Walmart Tests Paid Membership Program, Vying with Amazon

Walmart is preparing to publicly test a paid membership program, dubbed Walmart+, to complete with Amazon Prime. According to eMarketer, Walmart accounts for five percent of all U.S. online retail sales versus Amazon’s 40 percent. Currently, more than half of Walmart’s top spenders are also Amazon Prime members. To distinguish itself from Prime, Walmart plans to offer features that Amazon cannot, such as text messaging to place grocery orders. Walmart+ is expected to launch as a rebrand of the company’s Delivery Unlimited service.
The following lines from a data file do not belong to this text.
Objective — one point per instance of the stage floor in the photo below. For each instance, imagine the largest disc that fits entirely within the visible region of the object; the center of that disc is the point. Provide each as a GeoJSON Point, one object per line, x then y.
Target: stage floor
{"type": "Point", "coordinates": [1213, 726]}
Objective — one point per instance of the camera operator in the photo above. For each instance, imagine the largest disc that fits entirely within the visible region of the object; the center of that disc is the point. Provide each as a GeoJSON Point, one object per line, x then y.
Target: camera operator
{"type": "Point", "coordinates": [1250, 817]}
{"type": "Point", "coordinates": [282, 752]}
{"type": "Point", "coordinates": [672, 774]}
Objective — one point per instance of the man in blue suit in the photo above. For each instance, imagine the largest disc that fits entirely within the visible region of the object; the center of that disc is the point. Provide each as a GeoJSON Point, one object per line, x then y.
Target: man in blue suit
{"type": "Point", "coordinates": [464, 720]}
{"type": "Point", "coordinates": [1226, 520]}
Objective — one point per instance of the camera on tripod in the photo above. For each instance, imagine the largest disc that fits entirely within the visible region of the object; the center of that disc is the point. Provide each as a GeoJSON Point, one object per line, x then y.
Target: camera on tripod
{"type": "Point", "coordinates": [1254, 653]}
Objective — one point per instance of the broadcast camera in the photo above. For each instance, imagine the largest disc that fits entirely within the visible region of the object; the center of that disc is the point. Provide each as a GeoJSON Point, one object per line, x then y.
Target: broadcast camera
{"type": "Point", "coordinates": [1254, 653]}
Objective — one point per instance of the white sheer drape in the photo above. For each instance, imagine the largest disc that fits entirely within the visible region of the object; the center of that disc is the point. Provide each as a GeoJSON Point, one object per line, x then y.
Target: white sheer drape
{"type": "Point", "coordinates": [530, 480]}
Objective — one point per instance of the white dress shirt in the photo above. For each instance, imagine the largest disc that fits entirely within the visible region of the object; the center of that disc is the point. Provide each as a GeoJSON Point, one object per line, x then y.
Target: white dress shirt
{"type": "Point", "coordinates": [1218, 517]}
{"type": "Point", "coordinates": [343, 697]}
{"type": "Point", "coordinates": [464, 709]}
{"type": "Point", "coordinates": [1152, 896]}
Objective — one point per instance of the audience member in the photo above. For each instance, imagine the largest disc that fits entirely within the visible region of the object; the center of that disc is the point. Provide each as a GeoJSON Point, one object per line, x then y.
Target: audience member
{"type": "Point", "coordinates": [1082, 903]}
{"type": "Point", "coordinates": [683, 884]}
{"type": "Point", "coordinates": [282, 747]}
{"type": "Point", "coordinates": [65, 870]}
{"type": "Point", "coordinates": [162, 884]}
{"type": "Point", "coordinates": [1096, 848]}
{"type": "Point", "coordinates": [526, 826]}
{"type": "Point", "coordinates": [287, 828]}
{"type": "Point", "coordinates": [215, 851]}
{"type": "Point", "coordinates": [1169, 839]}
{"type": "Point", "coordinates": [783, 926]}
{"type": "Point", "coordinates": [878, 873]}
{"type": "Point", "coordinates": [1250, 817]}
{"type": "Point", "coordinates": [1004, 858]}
Vox reports that Delivery Unlimited “charges customers $98 a year for unlimited, same-day delivery of fresh groceries from one of the 1,600-plus Walmart stores in the U.S. where the program is available.” According to sources, Walmart could change that fee or offer the service at “multiple price points.”

Among potential future perks are “discounts on prescription drugs at Walmart pharmacies and fuel at Walmart gas stations, as well as a Scan & Go service that would allow shoppers to check out in Walmart stores without waiting in line — a tool Walmart briefly tested but discontinued nearly two years ago.”

Although Walmart’s grocery business is larger than Amazon’s — which offers Whole Foods and Amazon Fresh — “one fear is that top Walmart customers could eventually turn to Amazon for groceries as they get sucked further into the Prime suite of perks.”

Walmart faces a formidable competitor with Amazon Prime, which has 150 million members globally, costs $119 per year, and offers unlimited one-day shipping on 10 million products as well as same-day grocery deliveries and a large streaming TV/movie catalog.

Amazon recently entered the prescription drug market in 2018 by acquiring online pharmacy PillPack and recently opened its cashierless Go market in a large store. The company added membership tiers to appeal to one of Walmart’s key constituencies — “households with less disposable income” — by introducing “a monthly payment option for Prime fees in 2016, a 45 percent Prime fee discount for those on government assistance in 2017, and ways for Prime customers to pay for orders with cash.”